An example in $\ell^2(\mathbb{N})$ in its weak topology:
For $m \in \mathbb{N}\setminus \{0\}$, let
$$A_m = \bigl\{ x \in \ell^2(\mathbb{N}) : \lVert x\rVert_2 = m, \bigl(n \leqslant \tfrac{m(m-1)}{2} \lor n > \tfrac{m(m+1)}{2}\bigr) \implies x_n = 0\bigr\}$$
and define
$$A = \bigcup_{m = 1}^{\infty} A_m\,.$$
Then the intersection of $A$ with every closed and bounded set is compact (even in the strong topology), thus all accumulation points of bounded nets in $A$ lie in $A$, in particular if a bounded net in $A$ converges to $x_0$, then $x_0 \in A$.
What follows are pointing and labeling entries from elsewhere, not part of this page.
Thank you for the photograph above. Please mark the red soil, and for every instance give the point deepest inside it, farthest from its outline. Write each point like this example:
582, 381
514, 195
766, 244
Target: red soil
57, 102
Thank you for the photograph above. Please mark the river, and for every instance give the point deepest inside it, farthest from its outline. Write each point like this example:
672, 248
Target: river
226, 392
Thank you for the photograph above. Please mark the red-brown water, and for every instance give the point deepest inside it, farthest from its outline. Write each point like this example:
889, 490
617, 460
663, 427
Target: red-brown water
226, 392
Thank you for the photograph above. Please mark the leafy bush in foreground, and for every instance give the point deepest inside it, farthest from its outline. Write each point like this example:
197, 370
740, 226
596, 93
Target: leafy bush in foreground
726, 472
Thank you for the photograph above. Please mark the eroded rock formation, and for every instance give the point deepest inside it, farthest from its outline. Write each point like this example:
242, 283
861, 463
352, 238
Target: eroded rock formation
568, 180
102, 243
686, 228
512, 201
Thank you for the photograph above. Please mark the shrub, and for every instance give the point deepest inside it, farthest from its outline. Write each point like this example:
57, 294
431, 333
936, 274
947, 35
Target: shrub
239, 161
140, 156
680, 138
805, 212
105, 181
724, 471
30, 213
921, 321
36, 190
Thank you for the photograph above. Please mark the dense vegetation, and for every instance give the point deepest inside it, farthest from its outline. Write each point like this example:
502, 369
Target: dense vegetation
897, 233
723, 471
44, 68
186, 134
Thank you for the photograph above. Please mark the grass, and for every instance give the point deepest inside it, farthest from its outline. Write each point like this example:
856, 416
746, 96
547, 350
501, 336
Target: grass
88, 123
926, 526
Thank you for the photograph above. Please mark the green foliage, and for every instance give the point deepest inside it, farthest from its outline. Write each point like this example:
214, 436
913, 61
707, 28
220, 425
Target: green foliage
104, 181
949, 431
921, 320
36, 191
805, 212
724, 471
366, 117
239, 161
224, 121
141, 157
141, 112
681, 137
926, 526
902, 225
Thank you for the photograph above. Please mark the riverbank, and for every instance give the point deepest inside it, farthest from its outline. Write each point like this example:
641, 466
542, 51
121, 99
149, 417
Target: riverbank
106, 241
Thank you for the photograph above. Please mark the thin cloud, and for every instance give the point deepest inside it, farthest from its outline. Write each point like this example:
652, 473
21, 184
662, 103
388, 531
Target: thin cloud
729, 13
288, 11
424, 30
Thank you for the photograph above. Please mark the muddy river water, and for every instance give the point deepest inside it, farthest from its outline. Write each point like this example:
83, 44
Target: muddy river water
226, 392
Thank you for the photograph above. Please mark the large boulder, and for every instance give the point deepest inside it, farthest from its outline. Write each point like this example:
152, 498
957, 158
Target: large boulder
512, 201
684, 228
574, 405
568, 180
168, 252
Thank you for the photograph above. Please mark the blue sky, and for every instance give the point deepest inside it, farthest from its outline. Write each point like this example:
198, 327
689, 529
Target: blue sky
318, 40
But $A$ is not weakly closed, we have $0 \in \operatorname{cl}_w(A) \setminus A$. For every weak neighbourhood of $0$ contains one of the form
$$V(\varepsilon;\xi_1, \dotsc, \xi_k) = \{ x \in \ell^2(\mathbb{N}) : \lvert\langle x, \xi_j\rangle\rvert < \varepsilon \text{ for } 1 \leqslant j \leqslant k\} $$
where $k \in \mathbb{N}$, $\xi_1,\dotsc,\xi_k \in \ell^2(\mathbb{N})$, and $\varepsilon > 0$. And $V(\varepsilon;\xi_1,\dotsc,\xi_k) \cap A_m \neq \varnothing$ for all $m > k$.
This construction can be imitated in every infinite-dimensional normed space and yields a set that isn't weakly closed but whose intersection with every weakly closed bounded set is weakly closed.
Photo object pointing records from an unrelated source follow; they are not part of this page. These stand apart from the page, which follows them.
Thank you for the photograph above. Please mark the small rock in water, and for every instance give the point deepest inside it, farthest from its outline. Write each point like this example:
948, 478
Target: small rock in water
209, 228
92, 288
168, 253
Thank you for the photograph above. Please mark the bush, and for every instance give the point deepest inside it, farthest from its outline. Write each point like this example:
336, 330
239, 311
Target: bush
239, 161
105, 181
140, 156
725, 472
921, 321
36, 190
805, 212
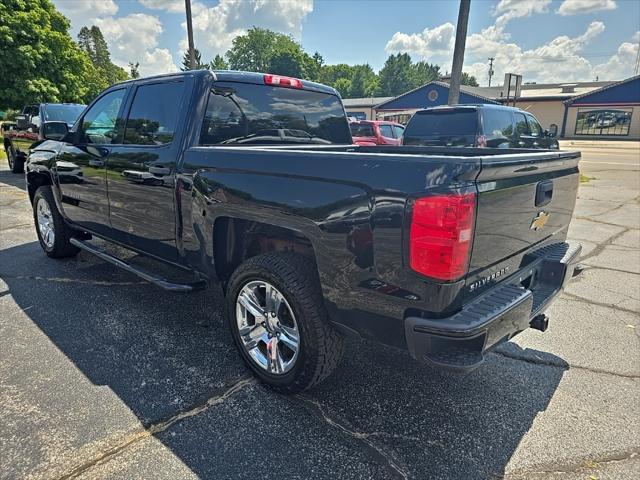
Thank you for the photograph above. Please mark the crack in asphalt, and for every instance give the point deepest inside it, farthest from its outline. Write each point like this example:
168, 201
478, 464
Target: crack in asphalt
363, 437
101, 283
576, 467
157, 428
563, 366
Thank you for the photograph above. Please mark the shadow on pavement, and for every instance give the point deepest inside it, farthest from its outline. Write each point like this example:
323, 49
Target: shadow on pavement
164, 353
13, 179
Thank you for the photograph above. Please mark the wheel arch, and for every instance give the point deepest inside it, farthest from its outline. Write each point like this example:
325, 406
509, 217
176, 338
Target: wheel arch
236, 240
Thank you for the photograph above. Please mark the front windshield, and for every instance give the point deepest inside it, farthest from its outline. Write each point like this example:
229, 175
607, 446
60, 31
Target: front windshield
242, 113
62, 113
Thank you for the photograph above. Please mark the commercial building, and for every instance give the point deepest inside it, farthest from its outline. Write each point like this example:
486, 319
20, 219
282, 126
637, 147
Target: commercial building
580, 109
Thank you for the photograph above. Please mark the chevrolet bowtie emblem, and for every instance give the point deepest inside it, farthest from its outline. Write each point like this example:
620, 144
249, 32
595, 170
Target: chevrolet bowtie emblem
540, 221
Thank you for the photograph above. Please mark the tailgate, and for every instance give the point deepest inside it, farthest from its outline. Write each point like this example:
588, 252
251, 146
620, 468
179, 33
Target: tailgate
525, 201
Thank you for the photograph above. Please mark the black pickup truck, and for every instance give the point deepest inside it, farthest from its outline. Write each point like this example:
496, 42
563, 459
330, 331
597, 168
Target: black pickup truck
252, 182
18, 136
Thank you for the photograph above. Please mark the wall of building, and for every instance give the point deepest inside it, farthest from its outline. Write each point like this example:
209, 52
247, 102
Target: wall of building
367, 110
572, 120
546, 111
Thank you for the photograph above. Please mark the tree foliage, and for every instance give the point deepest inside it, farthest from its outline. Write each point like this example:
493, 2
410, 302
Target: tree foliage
39, 61
197, 56
219, 63
104, 72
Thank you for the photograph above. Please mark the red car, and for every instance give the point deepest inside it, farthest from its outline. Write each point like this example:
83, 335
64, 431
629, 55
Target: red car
376, 132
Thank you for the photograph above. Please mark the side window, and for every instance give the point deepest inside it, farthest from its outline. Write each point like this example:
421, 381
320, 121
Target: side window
497, 123
153, 114
534, 126
386, 131
99, 124
223, 120
521, 124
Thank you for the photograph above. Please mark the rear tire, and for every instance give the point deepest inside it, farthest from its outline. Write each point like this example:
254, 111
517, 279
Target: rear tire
53, 232
319, 346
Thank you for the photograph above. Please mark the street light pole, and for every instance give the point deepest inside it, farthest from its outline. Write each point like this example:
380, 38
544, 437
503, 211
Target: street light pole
458, 52
192, 57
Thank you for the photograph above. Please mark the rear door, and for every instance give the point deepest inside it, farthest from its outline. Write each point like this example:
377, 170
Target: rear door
141, 169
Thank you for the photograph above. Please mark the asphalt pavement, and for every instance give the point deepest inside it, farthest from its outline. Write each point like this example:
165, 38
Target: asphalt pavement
105, 376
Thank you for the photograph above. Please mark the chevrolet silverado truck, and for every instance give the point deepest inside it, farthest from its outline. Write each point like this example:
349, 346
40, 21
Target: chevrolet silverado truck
252, 182
29, 128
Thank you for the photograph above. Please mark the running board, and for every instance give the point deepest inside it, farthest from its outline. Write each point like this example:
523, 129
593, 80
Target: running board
150, 277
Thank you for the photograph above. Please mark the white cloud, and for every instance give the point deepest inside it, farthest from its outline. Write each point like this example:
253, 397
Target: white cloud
621, 64
174, 6
558, 60
434, 41
214, 28
576, 7
134, 38
83, 13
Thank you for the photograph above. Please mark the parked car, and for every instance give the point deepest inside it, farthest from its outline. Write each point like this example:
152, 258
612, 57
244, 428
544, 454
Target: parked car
493, 126
28, 128
444, 252
376, 132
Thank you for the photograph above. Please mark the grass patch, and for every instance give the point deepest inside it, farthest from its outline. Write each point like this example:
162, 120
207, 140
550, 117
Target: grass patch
586, 179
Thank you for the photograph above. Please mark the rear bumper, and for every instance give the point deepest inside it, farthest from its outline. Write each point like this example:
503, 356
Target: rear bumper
459, 342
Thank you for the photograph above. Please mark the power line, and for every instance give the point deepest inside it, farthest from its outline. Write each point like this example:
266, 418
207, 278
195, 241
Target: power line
491, 72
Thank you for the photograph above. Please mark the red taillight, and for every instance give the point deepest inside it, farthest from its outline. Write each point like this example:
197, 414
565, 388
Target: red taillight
441, 235
278, 81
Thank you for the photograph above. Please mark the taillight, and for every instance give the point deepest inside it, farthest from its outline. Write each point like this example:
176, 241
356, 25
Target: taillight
441, 235
279, 81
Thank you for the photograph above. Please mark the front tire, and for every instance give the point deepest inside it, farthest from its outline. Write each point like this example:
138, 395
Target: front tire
53, 233
279, 324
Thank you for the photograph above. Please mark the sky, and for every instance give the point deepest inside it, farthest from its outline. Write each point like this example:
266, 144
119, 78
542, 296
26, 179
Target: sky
543, 40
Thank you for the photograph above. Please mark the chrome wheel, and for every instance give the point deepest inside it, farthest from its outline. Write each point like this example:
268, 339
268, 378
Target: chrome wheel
267, 327
45, 223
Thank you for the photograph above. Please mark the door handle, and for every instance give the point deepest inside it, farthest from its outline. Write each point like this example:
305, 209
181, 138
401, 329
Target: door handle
159, 170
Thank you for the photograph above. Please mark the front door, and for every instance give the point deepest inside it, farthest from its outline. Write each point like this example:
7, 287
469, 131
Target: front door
80, 165
141, 170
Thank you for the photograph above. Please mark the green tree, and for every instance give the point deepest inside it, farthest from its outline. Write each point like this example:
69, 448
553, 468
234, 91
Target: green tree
104, 72
254, 50
424, 72
39, 61
289, 60
186, 61
219, 63
467, 79
397, 75
343, 85
133, 69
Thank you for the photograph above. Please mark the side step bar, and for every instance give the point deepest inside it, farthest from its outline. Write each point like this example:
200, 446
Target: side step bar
150, 277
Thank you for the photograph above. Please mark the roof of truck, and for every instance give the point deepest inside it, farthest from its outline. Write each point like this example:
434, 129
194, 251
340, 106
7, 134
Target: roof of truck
233, 76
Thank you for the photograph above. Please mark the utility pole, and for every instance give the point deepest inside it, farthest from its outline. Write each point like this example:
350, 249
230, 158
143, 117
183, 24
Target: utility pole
491, 59
192, 57
458, 52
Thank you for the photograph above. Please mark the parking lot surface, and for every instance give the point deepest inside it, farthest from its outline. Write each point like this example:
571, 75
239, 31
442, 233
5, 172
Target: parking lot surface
105, 376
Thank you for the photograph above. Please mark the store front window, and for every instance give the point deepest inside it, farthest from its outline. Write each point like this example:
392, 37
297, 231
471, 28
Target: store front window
603, 121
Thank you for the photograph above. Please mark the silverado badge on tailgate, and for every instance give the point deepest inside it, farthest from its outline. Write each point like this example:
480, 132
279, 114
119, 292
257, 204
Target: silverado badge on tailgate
540, 221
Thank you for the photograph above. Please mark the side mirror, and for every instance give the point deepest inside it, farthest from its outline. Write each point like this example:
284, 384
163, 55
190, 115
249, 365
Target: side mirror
54, 130
22, 121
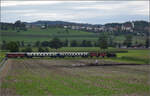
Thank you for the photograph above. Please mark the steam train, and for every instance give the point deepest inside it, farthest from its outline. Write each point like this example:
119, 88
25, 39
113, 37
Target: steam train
58, 54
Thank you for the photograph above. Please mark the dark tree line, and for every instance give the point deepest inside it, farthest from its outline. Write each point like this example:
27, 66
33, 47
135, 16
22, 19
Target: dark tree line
18, 26
103, 42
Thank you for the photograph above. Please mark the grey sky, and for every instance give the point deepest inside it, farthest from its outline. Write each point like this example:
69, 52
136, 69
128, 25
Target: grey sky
95, 12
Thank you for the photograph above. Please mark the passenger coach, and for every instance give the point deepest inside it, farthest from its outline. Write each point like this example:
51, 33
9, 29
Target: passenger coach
58, 54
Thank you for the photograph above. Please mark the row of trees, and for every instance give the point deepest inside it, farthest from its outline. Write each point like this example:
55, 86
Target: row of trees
18, 26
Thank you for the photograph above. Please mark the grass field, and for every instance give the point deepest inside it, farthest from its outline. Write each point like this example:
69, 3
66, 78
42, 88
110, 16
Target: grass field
2, 55
37, 34
44, 78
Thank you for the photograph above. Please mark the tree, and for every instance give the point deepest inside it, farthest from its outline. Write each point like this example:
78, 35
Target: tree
37, 43
27, 49
128, 41
103, 41
66, 43
45, 43
13, 46
4, 45
56, 43
40, 49
22, 43
74, 43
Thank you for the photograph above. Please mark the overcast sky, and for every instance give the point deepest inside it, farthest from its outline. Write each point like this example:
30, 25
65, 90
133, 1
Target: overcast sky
94, 12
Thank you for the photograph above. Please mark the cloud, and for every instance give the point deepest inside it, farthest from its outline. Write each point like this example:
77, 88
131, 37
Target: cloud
80, 11
27, 3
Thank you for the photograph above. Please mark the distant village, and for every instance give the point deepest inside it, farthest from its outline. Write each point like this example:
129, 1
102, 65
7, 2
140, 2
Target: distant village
101, 28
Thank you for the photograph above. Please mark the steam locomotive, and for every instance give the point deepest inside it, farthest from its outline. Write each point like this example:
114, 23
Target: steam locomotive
58, 54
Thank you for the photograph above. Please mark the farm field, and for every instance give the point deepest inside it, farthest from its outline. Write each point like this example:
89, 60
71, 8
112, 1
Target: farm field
37, 34
56, 77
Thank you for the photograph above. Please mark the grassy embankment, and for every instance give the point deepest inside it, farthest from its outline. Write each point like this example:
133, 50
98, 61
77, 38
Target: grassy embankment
40, 78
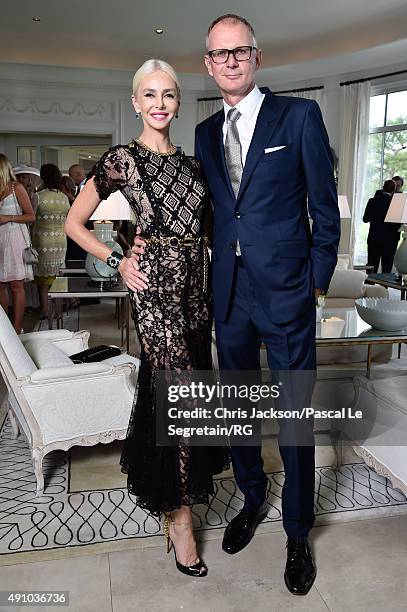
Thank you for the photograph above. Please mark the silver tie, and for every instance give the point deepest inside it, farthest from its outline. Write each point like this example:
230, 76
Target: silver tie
233, 150
233, 155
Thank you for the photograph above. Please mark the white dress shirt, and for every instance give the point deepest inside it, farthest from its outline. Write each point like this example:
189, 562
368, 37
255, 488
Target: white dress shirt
249, 108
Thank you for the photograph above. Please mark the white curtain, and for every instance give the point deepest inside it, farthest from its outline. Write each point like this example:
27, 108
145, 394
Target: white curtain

The property holds (as you know) in every metrisable topological vector space.
For convex $A$ we have the equivalence
$$A\text{ closed} \iff (A\cap B)\text{ closed for all closed and bounded } B$$
if $X$ carries the weak topology of an originally locally convex and metrisable space. In particular in the weak topology of a Banach space, closed convex sets can be characterised by the convergence of bounded nets.